Our Sunday school class was really full this passed weekend, we had 6 students and 4 teachers! We had one 5 year old and the rest were 12, 15, 20, 21 and 30.
We had a teachers meeting last night and one of the things we talked about was possibly needing to split the class into two, younger and older. There are 2 other preschool / Kindergarten aged kids plus a 5th grade boy (I'm SO thankful they all didn't show up on Sunday!) so separating the students would give us two relatively good sized groups.
One of the teachers asked what Beth thought about having such a diverse group each week. I'd never thought to ask her so this morning I did. She was eating her bowl of Cheerios and I asked her if she liked having the different age groups in our class. She said no, that she only liked having the little kids. When I asked her why she didn't want the older kids in our class, her response surprised me. She didn't hesitate in her answer, "They remind me of me."
I'll admit I was a little stunned. All sorts of thoughts ran through my mind and then Chuck asked from the living room, "Beth do you like the little kids better because you feel more like a teacher with them?"

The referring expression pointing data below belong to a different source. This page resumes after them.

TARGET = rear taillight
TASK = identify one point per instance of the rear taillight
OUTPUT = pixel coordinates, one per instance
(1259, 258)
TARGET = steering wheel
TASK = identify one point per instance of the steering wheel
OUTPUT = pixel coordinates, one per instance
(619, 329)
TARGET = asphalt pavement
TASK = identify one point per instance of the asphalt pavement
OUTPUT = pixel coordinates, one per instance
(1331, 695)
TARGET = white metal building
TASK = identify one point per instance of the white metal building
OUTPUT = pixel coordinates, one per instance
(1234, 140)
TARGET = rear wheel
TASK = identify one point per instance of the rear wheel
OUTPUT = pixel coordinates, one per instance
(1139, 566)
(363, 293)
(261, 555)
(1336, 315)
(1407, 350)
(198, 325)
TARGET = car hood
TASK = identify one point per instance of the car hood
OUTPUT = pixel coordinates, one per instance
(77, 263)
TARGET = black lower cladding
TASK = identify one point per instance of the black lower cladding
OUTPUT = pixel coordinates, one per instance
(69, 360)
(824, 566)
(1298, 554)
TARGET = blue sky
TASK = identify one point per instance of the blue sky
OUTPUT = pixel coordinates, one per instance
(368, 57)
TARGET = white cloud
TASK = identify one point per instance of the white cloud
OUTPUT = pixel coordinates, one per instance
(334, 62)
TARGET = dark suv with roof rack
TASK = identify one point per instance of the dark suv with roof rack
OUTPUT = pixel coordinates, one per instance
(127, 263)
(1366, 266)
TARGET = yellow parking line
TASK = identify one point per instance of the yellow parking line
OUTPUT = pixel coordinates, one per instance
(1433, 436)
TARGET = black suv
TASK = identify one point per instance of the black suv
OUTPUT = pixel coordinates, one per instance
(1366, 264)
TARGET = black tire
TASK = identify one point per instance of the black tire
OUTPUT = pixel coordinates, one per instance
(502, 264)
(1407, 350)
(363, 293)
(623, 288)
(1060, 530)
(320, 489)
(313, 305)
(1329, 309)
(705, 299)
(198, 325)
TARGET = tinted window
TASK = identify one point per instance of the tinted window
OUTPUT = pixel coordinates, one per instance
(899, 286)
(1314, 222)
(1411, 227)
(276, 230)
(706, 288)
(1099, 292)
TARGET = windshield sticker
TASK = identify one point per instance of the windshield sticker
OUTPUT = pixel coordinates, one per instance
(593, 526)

"And with the older kids, you feel like you're just a part of the class?"
At that point her bus arrives so I wasn't able to ask her any more, but I've been thinking about this all day. They remind me of me. I wonder if it's like watching yourself in a mirror as you go about your day, seeing everything you struggle with played out right before your eyes? Like when you watch yourself in a video and see all your inadequacies?
Do any of the other kids feel like this? What can we do to change it?? I've got to find a way to help them see themselves the way God sees them, amazing, caring, beautiful people with gifts and talents that He wants to use to bless others.